Auch das Beißen ist Tradition. Dadurch habe ich überhaupt von Ennes Anwesenheit mitbekommen. Als ich hier das erste Mal mit den Füßen zuerst eingetaucht bin, hat rie zugebissen, damals weniger vorsichtig. Wahrscheinlich war es in der Situation auch aus Angst oder Verteidigung von Raum passiert. Enne reagiert nicht entspannt, wenn ich unvorsichtig oder tief ins Wasser eintauche. Das ist der Hauptgrund, warum ich es nicht mehr tue.
Als ich anfing, zurückhaltender zu sein, hat Enne eine Weile nicht gebissen und sich dann vorsichtig wieder daran herangetastet. Mysteriöserweise fühlt es sich nach Freundschaft an.
Enne löst den Mund wieder von meinem Arm und streicht mit den glibschigen Händen darüber.
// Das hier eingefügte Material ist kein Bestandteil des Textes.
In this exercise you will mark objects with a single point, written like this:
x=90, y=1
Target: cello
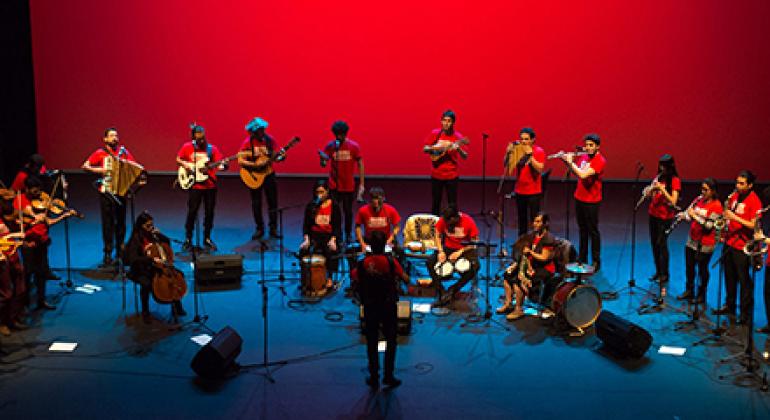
x=168, y=284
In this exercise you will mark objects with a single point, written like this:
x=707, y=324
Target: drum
x=444, y=269
x=579, y=305
x=313, y=272
x=415, y=246
x=462, y=265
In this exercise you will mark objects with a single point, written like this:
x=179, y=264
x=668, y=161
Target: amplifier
x=219, y=272
x=403, y=314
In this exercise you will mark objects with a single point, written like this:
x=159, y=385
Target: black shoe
x=373, y=382
x=177, y=308
x=391, y=381
x=45, y=305
x=723, y=311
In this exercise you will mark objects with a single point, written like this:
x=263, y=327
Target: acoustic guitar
x=187, y=177
x=254, y=177
x=444, y=150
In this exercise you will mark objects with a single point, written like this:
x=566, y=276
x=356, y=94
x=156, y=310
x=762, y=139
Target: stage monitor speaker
x=217, y=358
x=403, y=317
x=219, y=272
x=622, y=336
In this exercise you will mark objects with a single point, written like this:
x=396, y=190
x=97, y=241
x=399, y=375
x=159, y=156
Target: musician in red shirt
x=453, y=232
x=12, y=285
x=529, y=182
x=189, y=156
x=321, y=227
x=740, y=212
x=536, y=253
x=444, y=147
x=589, y=169
x=257, y=145
x=113, y=206
x=664, y=196
x=701, y=241
x=345, y=156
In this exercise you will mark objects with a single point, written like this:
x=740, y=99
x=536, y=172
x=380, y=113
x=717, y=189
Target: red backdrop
x=691, y=78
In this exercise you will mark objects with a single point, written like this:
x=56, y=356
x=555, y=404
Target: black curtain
x=18, y=133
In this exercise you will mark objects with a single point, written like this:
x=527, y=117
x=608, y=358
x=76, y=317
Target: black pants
x=209, y=198
x=527, y=207
x=35, y=263
x=737, y=273
x=270, y=188
x=700, y=260
x=587, y=215
x=346, y=201
x=437, y=187
x=766, y=293
x=464, y=278
x=659, y=242
x=380, y=316
x=113, y=222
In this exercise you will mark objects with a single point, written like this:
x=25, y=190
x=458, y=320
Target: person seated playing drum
x=322, y=228
x=532, y=270
x=453, y=232
x=144, y=266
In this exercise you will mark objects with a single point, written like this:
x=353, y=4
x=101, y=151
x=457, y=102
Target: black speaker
x=217, y=358
x=219, y=272
x=622, y=336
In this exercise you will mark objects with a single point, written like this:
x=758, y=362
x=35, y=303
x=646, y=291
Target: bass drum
x=579, y=305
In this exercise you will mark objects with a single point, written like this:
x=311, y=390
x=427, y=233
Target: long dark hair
x=667, y=170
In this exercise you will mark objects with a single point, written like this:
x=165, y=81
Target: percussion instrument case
x=222, y=271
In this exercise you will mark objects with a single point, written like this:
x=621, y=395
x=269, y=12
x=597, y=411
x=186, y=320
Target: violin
x=169, y=284
x=54, y=207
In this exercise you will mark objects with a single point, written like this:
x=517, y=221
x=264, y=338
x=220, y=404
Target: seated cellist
x=144, y=266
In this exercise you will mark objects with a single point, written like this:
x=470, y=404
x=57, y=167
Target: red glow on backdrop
x=688, y=78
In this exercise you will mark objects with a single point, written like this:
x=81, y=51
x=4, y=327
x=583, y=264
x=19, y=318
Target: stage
x=451, y=368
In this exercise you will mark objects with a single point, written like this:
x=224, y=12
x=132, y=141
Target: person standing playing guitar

Rie untersucht Leberflecken, Falten, Gelenke, Poren und Rillen in der Haut. Dieses Mal ist rie sehr forsch und mutig dabei. Rie verharrt an einem Kratzer, untersucht ihn sehr langsam und schaut mich dann an. Vielleicht ist der Blick fragend, wer weiß das schon.
"Ich bin in einer Hagebuttenhecke hängen geblieben. Die Pflanzen in der Welt da oben haben Dornen. Die sind spitz, aber weniger spitz als deine Zähne. Deshalb heilt das nicht so rasch", erkläre ich.
Im Nachhinein gehe ich durch, was ich gesagt habe. Vielleicht habe ich humansplaint und rie weiß das alles. Aber dann wieder weiß ich nicht, ob rie mich überhaupt versteht.
Einen Augenblick stelle ich mir vor, dass rie vielleicht heilende Magie oder so etwas wirken kann, was rie mir nun anhand dieser Schramme offenbaren würde. Vielleicht indem rie darüber leckt. Aber das tut rie nicht. Es ist auch ein unsinniger Gedanke. Rie ist keine Sagengestalt, sondern einfach eine Nixe, vielleicht eine Katzenhainixe. Der Körper ist hellgrau mit dunkelgrauem Muster. Rie ist etwa 25cm lang und hat für diese Größe eine erstaunliche Kraft.
Enne entspannt den Körper kontrolliert, gleitet von der Hand herab zurück ins Wasser. Es platscht nicht einmal laut. Nachdem Enne Luft geholt hat, taucht der halbe Kopf wieder auf, die Augen richten sich auf mein Gesicht. Meistens verbringen wir an dieser Stelle nun einfach still Zeit miteinander. Das macht Ennes Gesellschaft so entspannend und so anders. Nichts in mir fühlt sich danach an, dass ich irgendetwas vorspielen müsste. Ich kann einfach ich sein und genießen, in dieser Welt zu sein.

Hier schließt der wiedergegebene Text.